Cassier et al use emmatuzumab to treat advanced DPVNS patients and follow-up for 12 months, which found a total efficiency of 86%.[10]Gelderblom et al treated nilotinib in 56 patients with advanced PVNS who could not be surgically and was controlled in 92.6% of patients.[21]A multicentre retrospective study of Verspoor et al was performed with imatinib in 62 patients with advanced or relapsed DPVNS patients. The result was found to be 31% overall efficient, and the 1 year after surgery and 5 years without progress Survival rates were 71% and 48% respectively.[22]Percidatinib is a more selective and more selective novel oral CSF-1R inhibitor. Giustini et al treated one patient with percidatinib, reducing its tumour volume by 48% and significantly improving both symptoms and function after 4 months.[23]Recently, a phase III clinical trial was treated with percidatinib in 61 patients with advanced PVNS. After 25 weeks, the total effective rate was 39% in the drug treatment group, while none in the placebo group was effective.[7]The results above all show that biologically targeted therapy has achieved some results and has good application prospects.

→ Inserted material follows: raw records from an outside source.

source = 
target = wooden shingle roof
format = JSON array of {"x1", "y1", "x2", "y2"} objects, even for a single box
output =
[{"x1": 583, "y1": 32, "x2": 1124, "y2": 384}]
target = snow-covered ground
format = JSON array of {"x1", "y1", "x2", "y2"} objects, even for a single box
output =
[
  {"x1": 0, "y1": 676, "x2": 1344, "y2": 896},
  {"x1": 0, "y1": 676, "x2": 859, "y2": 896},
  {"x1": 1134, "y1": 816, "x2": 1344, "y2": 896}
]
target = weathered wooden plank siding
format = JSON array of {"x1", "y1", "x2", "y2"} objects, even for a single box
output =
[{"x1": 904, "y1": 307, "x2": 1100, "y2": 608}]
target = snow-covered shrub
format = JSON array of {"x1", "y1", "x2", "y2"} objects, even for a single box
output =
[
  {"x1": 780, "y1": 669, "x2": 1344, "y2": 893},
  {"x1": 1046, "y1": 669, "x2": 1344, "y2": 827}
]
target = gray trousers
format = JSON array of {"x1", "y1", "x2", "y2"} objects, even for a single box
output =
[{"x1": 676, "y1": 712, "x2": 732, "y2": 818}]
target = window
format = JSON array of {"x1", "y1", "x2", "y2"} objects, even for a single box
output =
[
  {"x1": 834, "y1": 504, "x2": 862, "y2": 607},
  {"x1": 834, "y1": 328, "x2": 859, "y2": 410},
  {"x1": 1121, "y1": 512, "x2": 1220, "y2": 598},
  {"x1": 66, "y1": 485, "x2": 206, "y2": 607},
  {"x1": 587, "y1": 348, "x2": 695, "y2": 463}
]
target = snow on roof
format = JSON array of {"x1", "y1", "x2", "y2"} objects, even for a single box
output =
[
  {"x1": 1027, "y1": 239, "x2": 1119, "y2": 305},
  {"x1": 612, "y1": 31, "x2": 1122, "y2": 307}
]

Changing trends of pigmentation villonodular synovitis and its research
Based on the latest findings, percidatinib has been approved by the US Food and Drug Administration for the treatment of PVNS patients with severe dysfunction and contraindications to surgery. Percidatinib and imatinib are also listed as class 1 and 2A recommended drugs by the latest guidelines of the US National Comprehensive Cancer Network for the systemic treatment of PVNS patients.[24]Patients with PVNS urgently need a drug that can replace surgery, reduce pain, and reduce relapse.[25]The results of existing studies suggest that CSF-1R inhibitors have anti-tumumor activity and acceptable toxicity in patients with inoperable advanced PVNS. However, more research is still needed to address the following issues: Adaptation, treatment dose, course of usage; the combination of treatment methods.
In cases where responses to conventional treatments are poor, bio-targeted treatments show encouraging prospects. However, there is still a long way to go to large-scale applications. Further basic research and clinical trials are needed to accumulate more experience.